The data deluge – lots of sensors.
Proliferation of citizen science programs. A whole new way of doing science.
Data silos. Lots of big repositories, tons of small ones, each using their own, non-interoperable data standards. Creates the long tail of orphan data – scattered worldwide.
Data entropy – most scientists are really familiar with their data just prior to publication. They may or may not document the intricacies of the data, and we lose the ability to use the data over time.
Community Engagement – been funded by 1.5 years by NSF. Will be releasing infrastructure in December 2011. Started interacting with scientific community two years ago via interviews, surveys, etc. What are the challenges scientists are facing?

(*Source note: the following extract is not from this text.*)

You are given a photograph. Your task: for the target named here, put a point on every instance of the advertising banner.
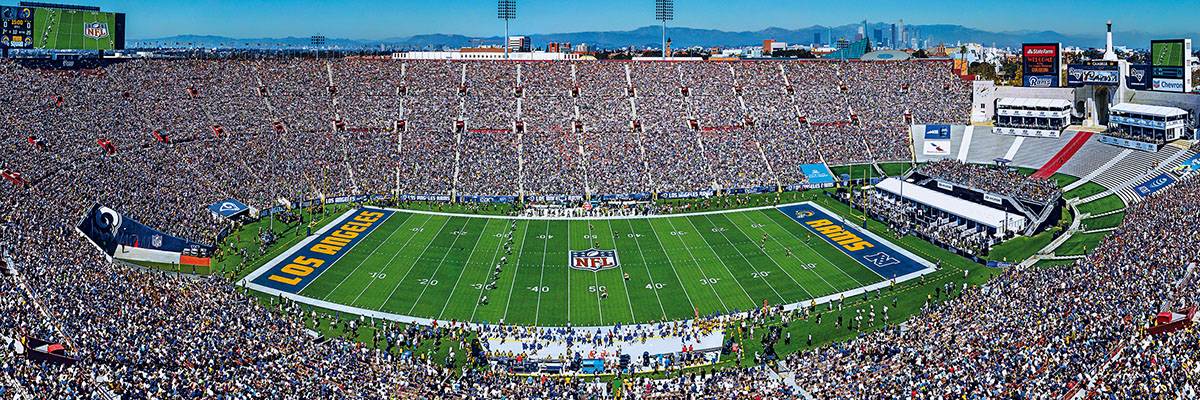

Recent study found (in earth sciences) >80% would be willing to share data, across a broad group of researchers.
Stakeholder needs – what are data management plans? How do I describe and preserve my data?
Brought an array of people into the room to look at continental bird migration. What do we need to answer this? 31 different data layers, including a single researcher in Utah with data in his desk. Data discovery is an issue. Needed lots of compute cycles, which was a shock. Took an initial .5 million hours on TeraGrid, and more later. Also needed visualization tools. One of the datasets used, ebird, is a citizen science data source. Produced State of the Birds report 2011.
Cyberinfrastructure support – goal is to enable new sciences through universal access to data about life on earth, the environment, plus access to key tools. Three precepts: 1 Build on existing cyberinfrastructure; 2. Create new cyberinfrastructure; 3. support communities of practice – we’ve ignored this over time.
Member nodes – data repositories that already exist. Coordinating nodes – retain complete metadata catalog, indexing for search, networ-wide services, ensure content availability (preservation), replication services (would like to see data in 3 or more repositories. Investigator toolkit – familiar to scientists, integrated with data resources.
First three member node prototypes – ORNL-DAAC, Dryad, KNB.
There’s beginning to be some evidence that when you share your data, citation rates to your publications go up.
Working with Microsoft Research to make Excel a more powerful tool.
Added (impending release) a Data Management Planning Tool (DMPTool) for building a data management plan – wizard driven.
DataONE includes a powerful data discovery tool.
Education and Training – there’s a lot to do! In DataONE, created DataONEpedia – best practices. Scientists want one pagers, not detailed manuals.